On Tue, Jan 08, 2013 at 04:42:00PM +0100, Michal Privoznik wrote:
> On 08.01.2013 16:24, Daniel P. Berrange wrote:
>> On Tue, Jan 08, 2013 at 10:37:19AM +0100, Michal Privoznik wrote:
>>> Currently, if there's no hard memory limit defined for a domain,
>>> libvirt tries to calculate one, based on domain definition and magic
>>> equation and set it upon the domain startup. The rationale behind was,
>>> if there's a memory leak or exploit in qemu, we should prevent the
>>> host system trashing. However, the equation was too tightening, as it
>>> didn't reflect what the kernel counts into the memory used by a
>>> process. Since many hosts do have a swap, nobody hasn't noticed
>>> anything, because if hard memory limit is reached, process can
>>> continue allocating memory on a swap. However, if there is no swap on
>>> the host, the process gets killed by OOM killer. In our case, the qemu
>>> process it is.
>>>
>>> To prevent this, we need to relax the hard RSS limit. Moreover, we
>>> should reflect more precisely the kernel way of accounting the memory
>>> for process. That is, even the kernel caches are counted within the
>>> memory used by a process (within cgroups at least). Hence the magic
>>> equation has to be changed:
>>>
>>> limit = 1.5 * (domain memory + total video memory) + (32MB for cache
>>> per each disk) + 200MB
>>> ---
>>>
>>> There is a bit more that should be taken into account, e.g. shared
>>> pages, where accounting is even more complicated:
>>>
>>> "Shared pages are accounted on the basis of the first touch approach.

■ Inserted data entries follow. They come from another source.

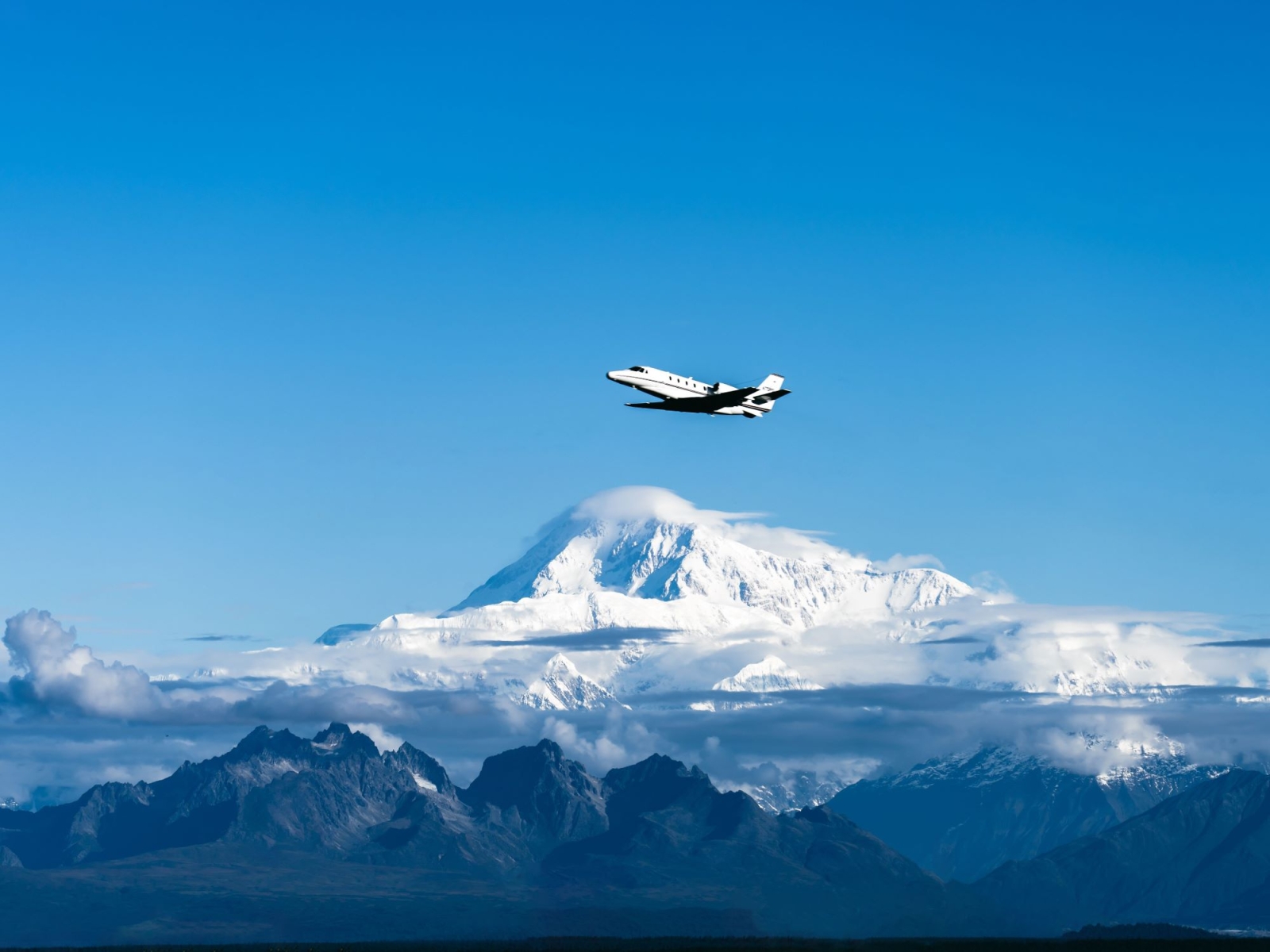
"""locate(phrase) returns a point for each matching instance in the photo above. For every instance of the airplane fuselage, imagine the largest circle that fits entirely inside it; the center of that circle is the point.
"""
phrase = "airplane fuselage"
(687, 395)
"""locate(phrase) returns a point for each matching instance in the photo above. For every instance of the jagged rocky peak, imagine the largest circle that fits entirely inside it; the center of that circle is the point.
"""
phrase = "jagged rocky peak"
(649, 543)
(768, 674)
(429, 774)
(654, 784)
(549, 797)
(564, 689)
(342, 740)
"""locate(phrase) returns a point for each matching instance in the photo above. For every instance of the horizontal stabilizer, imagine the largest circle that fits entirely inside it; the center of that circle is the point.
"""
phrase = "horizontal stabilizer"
(704, 404)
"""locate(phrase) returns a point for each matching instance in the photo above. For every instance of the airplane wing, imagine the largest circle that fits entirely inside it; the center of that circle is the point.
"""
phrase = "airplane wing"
(704, 404)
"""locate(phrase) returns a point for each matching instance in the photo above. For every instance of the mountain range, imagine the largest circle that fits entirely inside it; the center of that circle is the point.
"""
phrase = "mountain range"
(533, 831)
(292, 838)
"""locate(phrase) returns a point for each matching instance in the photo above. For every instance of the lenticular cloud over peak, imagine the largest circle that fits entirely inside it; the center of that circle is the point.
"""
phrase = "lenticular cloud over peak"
(628, 505)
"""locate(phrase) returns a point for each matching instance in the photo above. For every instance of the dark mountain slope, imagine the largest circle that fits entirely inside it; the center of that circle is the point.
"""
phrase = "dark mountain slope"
(673, 833)
(963, 816)
(1200, 858)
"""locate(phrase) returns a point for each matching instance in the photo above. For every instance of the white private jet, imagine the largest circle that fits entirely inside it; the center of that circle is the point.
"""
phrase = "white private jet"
(690, 397)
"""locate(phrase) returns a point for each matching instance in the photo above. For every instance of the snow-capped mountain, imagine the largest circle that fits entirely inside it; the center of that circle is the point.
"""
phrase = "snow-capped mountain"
(671, 592)
(645, 558)
(963, 816)
(564, 689)
(768, 674)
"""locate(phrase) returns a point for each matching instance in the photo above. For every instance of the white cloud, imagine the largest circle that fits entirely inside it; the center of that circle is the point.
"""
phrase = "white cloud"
(60, 673)
(899, 562)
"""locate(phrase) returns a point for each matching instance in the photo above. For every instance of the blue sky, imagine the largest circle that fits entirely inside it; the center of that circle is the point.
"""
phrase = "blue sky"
(305, 310)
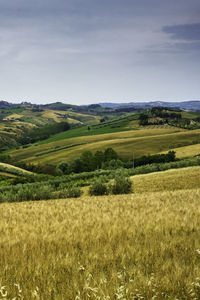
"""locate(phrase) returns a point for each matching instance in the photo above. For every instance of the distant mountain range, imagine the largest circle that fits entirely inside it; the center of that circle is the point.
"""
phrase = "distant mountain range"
(187, 105)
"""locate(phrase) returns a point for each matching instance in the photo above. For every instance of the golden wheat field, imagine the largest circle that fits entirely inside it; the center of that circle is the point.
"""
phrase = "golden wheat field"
(138, 246)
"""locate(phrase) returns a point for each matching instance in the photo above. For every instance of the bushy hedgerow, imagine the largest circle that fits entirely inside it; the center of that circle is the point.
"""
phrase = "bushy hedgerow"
(98, 188)
(121, 184)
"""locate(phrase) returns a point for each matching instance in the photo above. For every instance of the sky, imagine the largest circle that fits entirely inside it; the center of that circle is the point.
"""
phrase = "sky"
(90, 51)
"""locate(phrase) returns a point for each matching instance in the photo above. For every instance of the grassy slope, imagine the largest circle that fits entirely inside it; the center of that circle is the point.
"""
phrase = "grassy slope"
(141, 142)
(12, 169)
(107, 245)
(187, 151)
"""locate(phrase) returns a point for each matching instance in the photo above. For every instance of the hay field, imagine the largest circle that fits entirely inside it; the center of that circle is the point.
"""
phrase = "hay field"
(10, 168)
(111, 247)
(170, 180)
(142, 142)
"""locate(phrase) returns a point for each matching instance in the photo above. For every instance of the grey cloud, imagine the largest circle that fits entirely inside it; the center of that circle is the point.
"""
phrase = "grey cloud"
(189, 32)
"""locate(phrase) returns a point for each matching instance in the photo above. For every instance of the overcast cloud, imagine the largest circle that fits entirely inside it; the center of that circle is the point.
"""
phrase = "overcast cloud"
(87, 51)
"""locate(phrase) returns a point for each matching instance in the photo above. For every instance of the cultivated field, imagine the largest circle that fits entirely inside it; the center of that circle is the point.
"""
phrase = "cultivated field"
(187, 151)
(141, 142)
(113, 247)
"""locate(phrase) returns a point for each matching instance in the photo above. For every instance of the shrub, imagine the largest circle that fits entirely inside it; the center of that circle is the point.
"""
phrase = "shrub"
(98, 188)
(74, 192)
(121, 185)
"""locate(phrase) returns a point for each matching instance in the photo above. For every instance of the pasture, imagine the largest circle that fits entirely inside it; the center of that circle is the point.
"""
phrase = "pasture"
(141, 142)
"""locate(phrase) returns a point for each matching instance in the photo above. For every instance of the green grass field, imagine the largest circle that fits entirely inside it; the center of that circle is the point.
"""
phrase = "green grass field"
(141, 142)
(187, 151)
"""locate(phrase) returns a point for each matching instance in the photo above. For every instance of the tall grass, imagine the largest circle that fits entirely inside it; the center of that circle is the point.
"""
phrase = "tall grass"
(139, 246)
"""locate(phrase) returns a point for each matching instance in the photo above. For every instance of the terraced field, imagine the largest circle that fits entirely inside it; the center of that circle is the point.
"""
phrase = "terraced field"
(139, 246)
(140, 141)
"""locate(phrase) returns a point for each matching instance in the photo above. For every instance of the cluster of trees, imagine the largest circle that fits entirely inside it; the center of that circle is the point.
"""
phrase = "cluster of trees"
(159, 112)
(109, 159)
(88, 162)
(162, 113)
(42, 133)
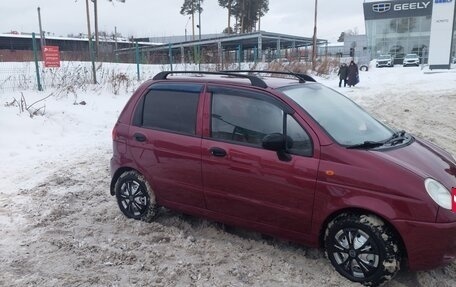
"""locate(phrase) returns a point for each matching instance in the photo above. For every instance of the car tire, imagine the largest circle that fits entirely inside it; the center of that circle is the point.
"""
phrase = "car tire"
(135, 197)
(362, 248)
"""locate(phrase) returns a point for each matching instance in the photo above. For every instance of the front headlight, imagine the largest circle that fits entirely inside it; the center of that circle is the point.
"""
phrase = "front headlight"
(438, 193)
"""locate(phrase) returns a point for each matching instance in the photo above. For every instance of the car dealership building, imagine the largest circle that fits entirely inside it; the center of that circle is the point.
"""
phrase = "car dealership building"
(400, 27)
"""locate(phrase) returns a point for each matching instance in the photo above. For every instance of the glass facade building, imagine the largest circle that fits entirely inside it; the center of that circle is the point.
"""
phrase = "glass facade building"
(399, 27)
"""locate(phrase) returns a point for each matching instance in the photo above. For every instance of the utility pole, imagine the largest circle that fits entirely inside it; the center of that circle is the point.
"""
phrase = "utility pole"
(95, 11)
(94, 72)
(42, 38)
(314, 45)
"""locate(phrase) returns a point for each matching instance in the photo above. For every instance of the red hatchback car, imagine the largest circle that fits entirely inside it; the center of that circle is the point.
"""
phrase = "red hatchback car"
(290, 158)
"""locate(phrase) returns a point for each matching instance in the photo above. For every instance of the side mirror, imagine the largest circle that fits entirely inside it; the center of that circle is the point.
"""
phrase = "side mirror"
(279, 143)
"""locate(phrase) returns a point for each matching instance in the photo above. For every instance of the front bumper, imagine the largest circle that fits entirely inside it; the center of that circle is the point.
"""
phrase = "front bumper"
(428, 245)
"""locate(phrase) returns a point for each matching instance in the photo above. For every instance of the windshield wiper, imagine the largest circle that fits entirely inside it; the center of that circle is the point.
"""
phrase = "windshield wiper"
(397, 137)
(366, 145)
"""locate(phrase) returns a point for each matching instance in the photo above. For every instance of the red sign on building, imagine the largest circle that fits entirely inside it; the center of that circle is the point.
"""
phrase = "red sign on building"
(51, 56)
(453, 199)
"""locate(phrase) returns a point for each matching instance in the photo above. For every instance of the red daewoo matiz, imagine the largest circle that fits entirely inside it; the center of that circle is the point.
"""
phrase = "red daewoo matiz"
(291, 158)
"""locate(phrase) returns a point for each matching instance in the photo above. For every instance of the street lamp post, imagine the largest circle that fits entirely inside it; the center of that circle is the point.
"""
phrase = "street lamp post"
(314, 44)
(186, 28)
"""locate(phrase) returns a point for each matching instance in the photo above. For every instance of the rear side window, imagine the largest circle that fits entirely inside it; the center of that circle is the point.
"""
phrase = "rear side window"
(171, 107)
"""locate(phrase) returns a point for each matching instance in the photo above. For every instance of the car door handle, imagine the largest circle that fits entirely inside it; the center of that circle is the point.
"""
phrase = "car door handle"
(139, 137)
(216, 151)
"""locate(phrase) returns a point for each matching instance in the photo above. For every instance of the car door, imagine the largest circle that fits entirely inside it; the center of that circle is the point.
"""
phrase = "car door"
(244, 180)
(165, 141)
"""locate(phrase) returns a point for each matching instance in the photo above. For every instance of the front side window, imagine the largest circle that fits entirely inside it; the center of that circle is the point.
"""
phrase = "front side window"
(244, 119)
(171, 107)
(302, 144)
(248, 119)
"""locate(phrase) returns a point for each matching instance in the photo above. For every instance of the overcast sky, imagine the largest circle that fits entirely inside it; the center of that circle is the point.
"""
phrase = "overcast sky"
(155, 18)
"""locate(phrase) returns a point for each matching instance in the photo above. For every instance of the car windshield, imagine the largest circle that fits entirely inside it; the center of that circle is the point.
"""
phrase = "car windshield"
(346, 122)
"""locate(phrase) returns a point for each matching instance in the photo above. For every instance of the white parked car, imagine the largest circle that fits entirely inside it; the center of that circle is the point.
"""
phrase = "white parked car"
(385, 61)
(411, 59)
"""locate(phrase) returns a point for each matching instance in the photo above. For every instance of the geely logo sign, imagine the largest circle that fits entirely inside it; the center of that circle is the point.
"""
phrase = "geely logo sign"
(381, 7)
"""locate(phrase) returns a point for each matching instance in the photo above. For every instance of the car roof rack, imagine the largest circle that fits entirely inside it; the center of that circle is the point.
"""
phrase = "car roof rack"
(254, 80)
(301, 77)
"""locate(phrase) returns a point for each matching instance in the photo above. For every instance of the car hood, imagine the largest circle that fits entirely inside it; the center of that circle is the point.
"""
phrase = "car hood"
(425, 160)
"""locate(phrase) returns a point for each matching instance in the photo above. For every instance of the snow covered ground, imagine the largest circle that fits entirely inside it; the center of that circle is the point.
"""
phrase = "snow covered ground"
(60, 226)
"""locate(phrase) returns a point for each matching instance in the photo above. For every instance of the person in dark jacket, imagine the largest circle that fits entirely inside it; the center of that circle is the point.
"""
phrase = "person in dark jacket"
(342, 74)
(353, 76)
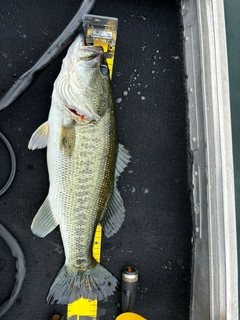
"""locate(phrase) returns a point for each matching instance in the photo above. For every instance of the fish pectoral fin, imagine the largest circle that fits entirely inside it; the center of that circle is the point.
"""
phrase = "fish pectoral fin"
(114, 216)
(123, 158)
(39, 137)
(44, 221)
(67, 139)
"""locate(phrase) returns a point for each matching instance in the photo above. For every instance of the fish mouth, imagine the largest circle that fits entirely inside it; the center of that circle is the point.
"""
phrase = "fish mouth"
(83, 117)
(89, 53)
(78, 114)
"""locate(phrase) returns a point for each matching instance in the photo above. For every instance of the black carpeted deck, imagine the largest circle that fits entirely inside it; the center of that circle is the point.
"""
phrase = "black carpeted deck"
(156, 235)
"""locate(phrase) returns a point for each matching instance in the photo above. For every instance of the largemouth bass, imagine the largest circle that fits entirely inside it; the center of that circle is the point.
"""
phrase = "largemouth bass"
(84, 161)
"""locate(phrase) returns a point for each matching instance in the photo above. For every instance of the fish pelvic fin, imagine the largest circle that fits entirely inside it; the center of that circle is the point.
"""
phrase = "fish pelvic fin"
(113, 217)
(95, 283)
(67, 139)
(44, 221)
(39, 137)
(123, 158)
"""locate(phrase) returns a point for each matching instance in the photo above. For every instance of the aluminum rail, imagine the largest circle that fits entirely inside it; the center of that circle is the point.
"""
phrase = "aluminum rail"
(214, 277)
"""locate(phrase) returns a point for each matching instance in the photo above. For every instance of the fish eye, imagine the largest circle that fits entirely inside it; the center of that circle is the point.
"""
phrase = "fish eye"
(104, 69)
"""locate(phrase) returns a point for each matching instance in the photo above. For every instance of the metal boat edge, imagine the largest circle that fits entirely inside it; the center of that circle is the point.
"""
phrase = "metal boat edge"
(214, 289)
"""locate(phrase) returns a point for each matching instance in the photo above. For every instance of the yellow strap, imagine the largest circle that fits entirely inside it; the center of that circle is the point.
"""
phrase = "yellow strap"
(130, 316)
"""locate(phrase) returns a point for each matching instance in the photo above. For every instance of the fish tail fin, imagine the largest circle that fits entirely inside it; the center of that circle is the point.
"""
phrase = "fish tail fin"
(95, 283)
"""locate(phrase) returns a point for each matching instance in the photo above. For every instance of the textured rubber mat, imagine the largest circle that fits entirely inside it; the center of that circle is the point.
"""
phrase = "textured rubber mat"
(148, 83)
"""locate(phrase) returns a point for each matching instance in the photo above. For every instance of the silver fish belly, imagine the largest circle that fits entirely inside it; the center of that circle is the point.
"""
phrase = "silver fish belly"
(84, 162)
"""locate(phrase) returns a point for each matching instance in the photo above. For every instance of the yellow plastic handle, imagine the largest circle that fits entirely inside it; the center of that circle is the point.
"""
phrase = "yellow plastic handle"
(130, 316)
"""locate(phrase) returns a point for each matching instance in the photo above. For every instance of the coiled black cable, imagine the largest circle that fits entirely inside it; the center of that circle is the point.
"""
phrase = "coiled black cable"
(20, 266)
(13, 164)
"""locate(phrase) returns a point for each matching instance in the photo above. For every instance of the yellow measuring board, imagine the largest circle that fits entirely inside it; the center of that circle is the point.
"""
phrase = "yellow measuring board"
(99, 31)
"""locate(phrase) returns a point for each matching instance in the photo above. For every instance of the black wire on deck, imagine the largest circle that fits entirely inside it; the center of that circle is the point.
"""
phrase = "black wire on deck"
(19, 87)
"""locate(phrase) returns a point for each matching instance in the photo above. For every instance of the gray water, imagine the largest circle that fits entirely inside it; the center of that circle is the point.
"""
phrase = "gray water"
(232, 16)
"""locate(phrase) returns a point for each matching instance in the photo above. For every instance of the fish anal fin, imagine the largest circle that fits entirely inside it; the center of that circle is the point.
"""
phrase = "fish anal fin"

>>> The cgroup that first touches a page is accounted for the page." [1]
>>>
>>> I don't we even want to try to reflect this in our code. That's why
>>> the coefficient of domain memory has been lifted from 1.02 to 1.5, in
>>> hope it will just be enough.
>>>
>>> 1:
http://www.kernel.org/doc/Documentation/cgroups/memory.txt
>>>
>>> src/qemu/qemu_cgroup.c | 15 +++++++++------
>>> 1 file changed, 9 insertions(+), 6 deletions(-)
>>>
>>> diff --git a/src/qemu/qemu_cgroup.c b/src/qemu/qemu_cgroup.c
>>> index 7faf025..16a9d7c 100644
>>> --- a/src/qemu/qemu_cgroup.c
>>> +++ b/src/qemu/qemu_cgroup.c
>>> @@ -343,15 +343,18 @@ int qemuSetupCgroup(virQEMUDriverPtr driver,
>>> unsigned long long hard_limit = vm->def->mem.hard_limit;
>>>
>>> if (!hard_limit) {
>>> - /* If there is no hard_limit set, set a reasonable
>>> - * one to avoid system trashing caused by exploited qemu.
>>> - * As 'reasonable limit' has been chosen:
>>> - * (1 + k) * (domain memory + total video memory) + F
>>> - * where k = 0.02 and F = 200MB. */
>>> + /* If there is no hard_limit set, set a reasonable one to avoid
>>> + * system trashing caused by exploited qemu. As 'reasonable
limit'
>>> + * has been chosen:
>>> + * (1 + k) * (domain memory + total video memory) + (32MB
for
>>> + * cache per each disk) + F
>>> + * where k = 0.5 and F = 200MB. The cache for disks is
important as
>>> + * kernel cache on the host side counts into the RSS limit. */
>>> hard_limit = vm->def->mem.max_balloon;
>>> for (i = 0; i < vm->def->nvideos; i++)
>>> hard_limit += vm->def->videos[i]->vram;
>>> - hard_limit = hard_limit * 1.02 + 204800;
>>> + hard_limit = hard_limit * 1.5 + 204800;
>>> + hard_limit += vm->def->ndisks * 32768;
>>> }
>>>
>>> rc = virCgroupSetMemoryHardLimit(cgroup, hard_limit);
>>
>> ACK,
>>
>> can't say I'm a fan of our heuristics but I don't see a better way
>> yet. Lets see how this new limit copes.
>>
>> Daniel
>>
>
> Yeah, it's sort of magic. Pushed now. Thanks.
How does one turn off the limits?
Dave
Either disable mem cgroup (e.g. by unmounting it), or set own limit in
the domain XML (libvirt won't even try to calculate new one then).
Michal